Open Source AI Has Already Won the Performance Battle — Now It's About Distribution
TexTak forecasts a 69% chance that open-source models will match closed frontier performance, up from 67%. April's release cycle has effectively settled this question — GLM-5.1 now tops the SWE-Bench Pro leaderboard under an MIT license, beating GPT-5.4 and Claude Opus. The real question isn't whether open source will catch up anymore, but whether the closed labs can maintain any meaningful moats.
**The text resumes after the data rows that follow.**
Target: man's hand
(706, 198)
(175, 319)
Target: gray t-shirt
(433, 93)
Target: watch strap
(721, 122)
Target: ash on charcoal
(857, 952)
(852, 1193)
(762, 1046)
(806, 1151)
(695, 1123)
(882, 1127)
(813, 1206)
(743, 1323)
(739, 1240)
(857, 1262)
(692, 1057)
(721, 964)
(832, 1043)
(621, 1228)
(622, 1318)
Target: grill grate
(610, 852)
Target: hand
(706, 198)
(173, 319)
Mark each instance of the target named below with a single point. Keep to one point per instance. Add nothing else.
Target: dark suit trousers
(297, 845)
Our 69% reflects three converging trends: dramatic cost reductions in training, open research accelerating technique diffusion, and Meta's strategic commitment to open-source leadership. What changed our thinking this month wasn't just GLM-5.1's benchmark performance — it was the sustained velocity of open releases. Seven major models launched in the first twelve days of April alone, with multiple teams now achieving frontier-class results.
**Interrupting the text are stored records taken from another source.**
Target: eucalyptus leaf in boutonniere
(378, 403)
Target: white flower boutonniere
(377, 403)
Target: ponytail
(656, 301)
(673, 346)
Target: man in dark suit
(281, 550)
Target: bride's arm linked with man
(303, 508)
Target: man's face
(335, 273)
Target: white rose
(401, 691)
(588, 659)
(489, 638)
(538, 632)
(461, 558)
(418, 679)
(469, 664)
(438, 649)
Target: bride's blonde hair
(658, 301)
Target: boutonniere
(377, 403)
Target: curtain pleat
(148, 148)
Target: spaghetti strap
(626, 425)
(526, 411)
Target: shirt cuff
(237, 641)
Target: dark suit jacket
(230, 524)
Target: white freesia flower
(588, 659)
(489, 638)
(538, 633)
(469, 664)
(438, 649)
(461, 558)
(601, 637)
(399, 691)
The counterargument centers on unreleased capabilities at frontier labs. Anthropic's Claude Mythos Preview, which discovered thousands of zero-day vulnerabilities including a 27-year-old OpenBSD flaw, suggests significant capability overhang that benchmarks don't capture. This is the gap in our model — public benchmarks may systematically underestimate the performance delta between open and closed systems because frontier labs are holding back their most capable releases.
However, the distribution advantage increasingly favors open models. LangChain reports that models like GLM-5 now match closed systems on core agent tasks at a fraction of the cost and latency. When performance parity meets 10x cost advantages, adoption momentum becomes overwhelming. The question shifts from "can open source catch up" to "how long can closed labs justify their premium."
What would move us above 75%? Evidence that frontier labs are running out of proprietary techniques to withhold, or that open training budgets are scaling faster than we've modeled. What would drop us below 60%? Proof that benchmark gaming is inflating open-source performance, or that closed labs have achieved genuine architectural breakthroughs that can't be reverse-engineered from published research.